As discerning cinema consumers, we expect our villains to be as tough as our heroes. Gone are the days of the giant hero and the weakling villain but deep vulnerabilities still crop up as these 6 action villains that were oddly weak will illustrate.
Mr. Glass, “Unbreakable”
Mr. Glass has one of the best comic book origin stories ever in that he decided he must be a villain after reading about the villains in the comic books his mother used as bait to make him interact with the unfriendly world around him. With the mental acuity to cause large accidents and the ability to accept the pain that his actions will cause to his body, Mr. Glass is an action villain that can’t throw a punch but can blow up a train without sweating. His fall down the stairs in “Unbreakable” is a scene that makes you clench your internal organs as you feel each bone break.
Loki, “The Avengers”
The trickster god doesn’t even consider the possibility that standing next to the Hulk and insulting him would be tactically unsound? Maybe a few magic spells like, oh, a shield or an illusion might have suited Loki as this powerful god about to destroy the Earth. Instead, he gets gamma ray slapped like he owed the Hulk a sandwich. A great scene in “The Avengers” that takes this cunning bastard of an action villain and hands his arrogant butt to him.
The Sandman, “Spider-Man 3”
Regretful murderer Flint Marko gets turned into living sand and gets his head handed to him by Spider-Man and the Green Goblin even though he could’ve went down to the beach and smashed a hole in New York City. Sandman is a powerful action villain, but he let his emotions towards his sickly daughter get in his way and become a tangible weakness, clearly. Marko eats the better part of a subway train, gets beaten silly by Spider-Man and manages to get put down by a city waterline, thus making him a super villain that has the same weakness as a house cat.
This undead action villain is murdering left and right, twisting people to his will, but he goes zero for two against…love? The cruelest of the cruel, a guy whose name wasn’t spoken even though he was considered dead still gets pounded into a burned up fetus because of the power of self-sacrifice. This might be touching but it makes him a serious pansy. Voldemort may be one hell of an action villain, striking from the shadows and filling the wizard populace with dread and terror, but in “Harry Potter and the Deathly Hallows” he’s as weak as a kitten.

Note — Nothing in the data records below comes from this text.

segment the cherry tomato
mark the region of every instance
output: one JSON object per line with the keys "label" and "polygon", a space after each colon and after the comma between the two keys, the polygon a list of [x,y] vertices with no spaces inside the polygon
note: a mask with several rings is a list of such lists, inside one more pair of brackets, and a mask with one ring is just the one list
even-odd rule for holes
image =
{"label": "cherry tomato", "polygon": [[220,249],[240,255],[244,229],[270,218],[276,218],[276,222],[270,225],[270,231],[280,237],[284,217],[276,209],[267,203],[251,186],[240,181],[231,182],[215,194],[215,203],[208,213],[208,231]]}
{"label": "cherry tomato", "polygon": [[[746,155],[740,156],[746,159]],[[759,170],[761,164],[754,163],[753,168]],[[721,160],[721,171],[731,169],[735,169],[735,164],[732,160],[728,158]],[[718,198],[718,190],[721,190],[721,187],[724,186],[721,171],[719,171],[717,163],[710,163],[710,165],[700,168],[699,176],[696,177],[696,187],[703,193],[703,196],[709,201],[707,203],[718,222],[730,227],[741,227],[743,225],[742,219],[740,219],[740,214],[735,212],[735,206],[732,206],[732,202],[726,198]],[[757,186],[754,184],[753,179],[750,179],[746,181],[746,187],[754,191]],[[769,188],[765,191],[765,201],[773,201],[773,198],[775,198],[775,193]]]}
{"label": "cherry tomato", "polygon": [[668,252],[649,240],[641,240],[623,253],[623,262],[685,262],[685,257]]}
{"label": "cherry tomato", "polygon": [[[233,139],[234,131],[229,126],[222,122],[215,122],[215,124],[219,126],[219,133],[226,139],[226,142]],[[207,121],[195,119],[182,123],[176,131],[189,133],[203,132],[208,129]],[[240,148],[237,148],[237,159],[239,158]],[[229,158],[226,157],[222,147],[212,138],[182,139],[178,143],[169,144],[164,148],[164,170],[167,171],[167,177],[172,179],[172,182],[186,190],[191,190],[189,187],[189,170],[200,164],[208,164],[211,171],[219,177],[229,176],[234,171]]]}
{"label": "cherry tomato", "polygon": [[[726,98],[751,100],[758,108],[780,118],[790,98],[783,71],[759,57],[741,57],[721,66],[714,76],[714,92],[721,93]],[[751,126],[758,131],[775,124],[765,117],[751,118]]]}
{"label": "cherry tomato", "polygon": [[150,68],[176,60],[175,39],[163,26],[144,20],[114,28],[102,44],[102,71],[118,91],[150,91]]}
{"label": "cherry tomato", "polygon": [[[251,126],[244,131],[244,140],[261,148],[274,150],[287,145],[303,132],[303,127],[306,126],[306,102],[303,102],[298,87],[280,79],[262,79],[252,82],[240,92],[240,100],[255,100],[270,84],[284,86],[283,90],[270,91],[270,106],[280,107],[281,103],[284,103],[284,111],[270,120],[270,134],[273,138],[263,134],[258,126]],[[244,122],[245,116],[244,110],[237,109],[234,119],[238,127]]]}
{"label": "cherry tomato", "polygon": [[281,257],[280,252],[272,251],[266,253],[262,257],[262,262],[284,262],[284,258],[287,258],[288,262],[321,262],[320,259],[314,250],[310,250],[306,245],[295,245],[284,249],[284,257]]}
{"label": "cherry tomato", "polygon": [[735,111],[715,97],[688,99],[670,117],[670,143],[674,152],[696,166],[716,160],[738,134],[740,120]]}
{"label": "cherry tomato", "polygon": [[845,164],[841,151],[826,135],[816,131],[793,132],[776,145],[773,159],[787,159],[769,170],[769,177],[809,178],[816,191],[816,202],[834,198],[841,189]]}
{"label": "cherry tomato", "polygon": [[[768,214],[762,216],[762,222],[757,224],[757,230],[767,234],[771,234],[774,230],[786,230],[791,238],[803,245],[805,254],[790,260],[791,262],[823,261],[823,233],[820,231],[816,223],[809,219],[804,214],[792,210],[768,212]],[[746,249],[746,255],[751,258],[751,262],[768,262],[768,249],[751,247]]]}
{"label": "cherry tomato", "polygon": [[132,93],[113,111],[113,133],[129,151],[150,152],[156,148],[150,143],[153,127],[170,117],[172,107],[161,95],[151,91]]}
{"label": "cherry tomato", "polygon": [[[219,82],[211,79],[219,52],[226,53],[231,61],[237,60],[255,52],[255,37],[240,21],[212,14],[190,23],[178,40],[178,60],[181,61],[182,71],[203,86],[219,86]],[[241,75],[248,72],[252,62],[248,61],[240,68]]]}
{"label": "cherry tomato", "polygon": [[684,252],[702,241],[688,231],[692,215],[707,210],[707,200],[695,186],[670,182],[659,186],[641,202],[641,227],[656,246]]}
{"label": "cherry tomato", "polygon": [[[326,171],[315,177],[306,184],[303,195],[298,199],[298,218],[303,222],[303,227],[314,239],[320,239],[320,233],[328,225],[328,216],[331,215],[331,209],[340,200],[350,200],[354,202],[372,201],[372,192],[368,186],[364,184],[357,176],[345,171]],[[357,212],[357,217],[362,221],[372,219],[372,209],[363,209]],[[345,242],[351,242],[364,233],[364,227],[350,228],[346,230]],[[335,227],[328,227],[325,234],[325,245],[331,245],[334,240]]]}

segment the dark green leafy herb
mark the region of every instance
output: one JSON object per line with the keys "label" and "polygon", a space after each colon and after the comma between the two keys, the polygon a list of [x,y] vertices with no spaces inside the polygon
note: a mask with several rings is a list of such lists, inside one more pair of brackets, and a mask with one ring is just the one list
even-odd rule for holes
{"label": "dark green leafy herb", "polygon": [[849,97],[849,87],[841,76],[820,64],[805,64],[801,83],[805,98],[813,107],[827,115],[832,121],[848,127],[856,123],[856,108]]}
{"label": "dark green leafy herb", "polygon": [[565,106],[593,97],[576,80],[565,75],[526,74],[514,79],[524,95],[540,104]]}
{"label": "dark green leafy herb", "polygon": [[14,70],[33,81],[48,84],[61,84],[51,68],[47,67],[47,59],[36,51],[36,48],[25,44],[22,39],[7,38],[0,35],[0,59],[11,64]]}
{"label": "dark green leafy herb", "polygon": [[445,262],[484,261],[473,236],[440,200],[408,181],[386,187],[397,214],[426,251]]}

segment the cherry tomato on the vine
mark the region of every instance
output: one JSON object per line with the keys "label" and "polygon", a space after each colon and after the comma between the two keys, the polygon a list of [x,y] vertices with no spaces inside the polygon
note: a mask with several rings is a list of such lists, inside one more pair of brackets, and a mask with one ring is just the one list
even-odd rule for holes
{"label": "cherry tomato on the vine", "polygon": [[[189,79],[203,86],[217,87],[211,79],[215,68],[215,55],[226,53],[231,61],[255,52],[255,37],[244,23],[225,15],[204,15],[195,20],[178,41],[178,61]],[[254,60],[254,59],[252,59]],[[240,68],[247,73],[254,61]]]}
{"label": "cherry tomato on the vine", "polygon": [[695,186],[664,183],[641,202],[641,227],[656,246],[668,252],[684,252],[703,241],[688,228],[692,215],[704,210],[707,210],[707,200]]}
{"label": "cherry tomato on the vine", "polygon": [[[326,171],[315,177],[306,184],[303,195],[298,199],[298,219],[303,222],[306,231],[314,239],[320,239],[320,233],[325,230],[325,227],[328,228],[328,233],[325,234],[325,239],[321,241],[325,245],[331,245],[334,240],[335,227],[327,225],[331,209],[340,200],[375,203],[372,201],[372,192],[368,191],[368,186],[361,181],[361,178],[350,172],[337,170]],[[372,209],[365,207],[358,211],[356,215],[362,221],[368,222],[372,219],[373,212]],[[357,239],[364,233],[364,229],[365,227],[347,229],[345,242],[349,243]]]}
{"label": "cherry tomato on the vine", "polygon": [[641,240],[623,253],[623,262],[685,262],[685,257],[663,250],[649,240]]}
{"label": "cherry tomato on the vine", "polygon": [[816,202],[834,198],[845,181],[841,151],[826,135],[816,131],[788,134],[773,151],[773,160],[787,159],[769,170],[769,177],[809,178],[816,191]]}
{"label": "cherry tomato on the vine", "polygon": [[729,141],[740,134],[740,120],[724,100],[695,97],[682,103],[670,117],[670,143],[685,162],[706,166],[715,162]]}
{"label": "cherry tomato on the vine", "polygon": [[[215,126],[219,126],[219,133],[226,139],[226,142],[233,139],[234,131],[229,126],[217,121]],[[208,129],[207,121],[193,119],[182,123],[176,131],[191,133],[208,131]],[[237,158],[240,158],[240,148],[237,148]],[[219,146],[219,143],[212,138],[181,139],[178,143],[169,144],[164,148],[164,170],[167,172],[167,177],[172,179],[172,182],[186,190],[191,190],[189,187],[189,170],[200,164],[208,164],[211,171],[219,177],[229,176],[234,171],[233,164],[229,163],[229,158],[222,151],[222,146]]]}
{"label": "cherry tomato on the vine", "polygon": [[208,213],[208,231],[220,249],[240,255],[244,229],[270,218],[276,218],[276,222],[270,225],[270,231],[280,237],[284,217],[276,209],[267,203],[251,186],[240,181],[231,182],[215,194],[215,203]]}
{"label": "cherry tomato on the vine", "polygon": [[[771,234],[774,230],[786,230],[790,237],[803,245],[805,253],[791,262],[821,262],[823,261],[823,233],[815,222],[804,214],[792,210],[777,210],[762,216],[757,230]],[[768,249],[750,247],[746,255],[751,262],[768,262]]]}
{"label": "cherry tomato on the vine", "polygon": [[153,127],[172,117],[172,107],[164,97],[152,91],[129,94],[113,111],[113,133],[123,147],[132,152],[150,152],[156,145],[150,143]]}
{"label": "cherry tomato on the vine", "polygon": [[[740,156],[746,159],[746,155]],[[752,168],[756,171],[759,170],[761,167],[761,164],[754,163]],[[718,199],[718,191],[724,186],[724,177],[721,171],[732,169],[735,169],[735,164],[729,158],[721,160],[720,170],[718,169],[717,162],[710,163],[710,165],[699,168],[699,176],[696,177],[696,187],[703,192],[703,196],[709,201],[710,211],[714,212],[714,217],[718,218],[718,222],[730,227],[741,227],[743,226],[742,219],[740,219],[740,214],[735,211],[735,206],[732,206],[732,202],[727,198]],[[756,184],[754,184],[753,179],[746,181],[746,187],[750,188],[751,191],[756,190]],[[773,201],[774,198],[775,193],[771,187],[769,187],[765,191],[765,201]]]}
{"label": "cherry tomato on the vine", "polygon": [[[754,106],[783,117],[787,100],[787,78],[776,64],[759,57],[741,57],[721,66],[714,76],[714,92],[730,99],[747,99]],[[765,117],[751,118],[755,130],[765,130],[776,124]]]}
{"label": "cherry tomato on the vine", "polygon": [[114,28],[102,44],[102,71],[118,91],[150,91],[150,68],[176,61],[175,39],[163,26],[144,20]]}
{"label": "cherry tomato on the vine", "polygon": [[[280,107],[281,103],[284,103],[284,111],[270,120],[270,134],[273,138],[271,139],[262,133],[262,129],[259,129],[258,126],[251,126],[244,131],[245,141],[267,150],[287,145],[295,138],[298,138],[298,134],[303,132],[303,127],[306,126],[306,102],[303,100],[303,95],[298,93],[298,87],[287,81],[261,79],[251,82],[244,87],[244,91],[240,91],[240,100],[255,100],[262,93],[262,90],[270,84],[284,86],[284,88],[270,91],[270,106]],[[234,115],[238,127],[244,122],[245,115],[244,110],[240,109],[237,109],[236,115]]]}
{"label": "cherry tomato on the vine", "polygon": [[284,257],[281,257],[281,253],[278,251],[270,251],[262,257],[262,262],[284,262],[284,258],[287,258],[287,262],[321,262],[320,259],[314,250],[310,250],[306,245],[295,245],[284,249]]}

Andrew Detmer, “Chronicle”
From the start of “Chronicle,” Andrew has a much greater finesse and affinity for the powers the trio have inherited from the alien vessel/quirky geode. With an interesting peak and valley approach to the powers the trio have, Andrew’s breakthroughs occur faster and stronger than his cousin or his friend. Thus, he probably should’ve been able to handle the brutal conclusion quite handily, but instead, he didn’t do such a great job at all. Even for spider haters, Andrew’s manipulation of a arachnid is a scene that does breed revulsion and overt foreshadowing.
Ray Carrigan/Blackout, “Ghost Rider: Spirit of Vengeance”
Another piece of the messed up puzzle that is “Ghost Rider: Spirit of Vengeance,” Carrigan has the power to summon darkness and decay anything, so he’s got that going for him. Now, with the power to destroy anything animate or inanimate, he could’ve made a fortune getting rid of nuclear waste through his speedy decay rate, but he serves his demon boss and just gets his butt handed to him by Ghost Rider, one of the silliest action heroes ever whose scary demon voice sounds exactly like the Fozzie Bear. Watch Carrigan’s battle with the monks for a scene that showcases his powers and makes for the question of how he ends up so easily defeated by the demon biker.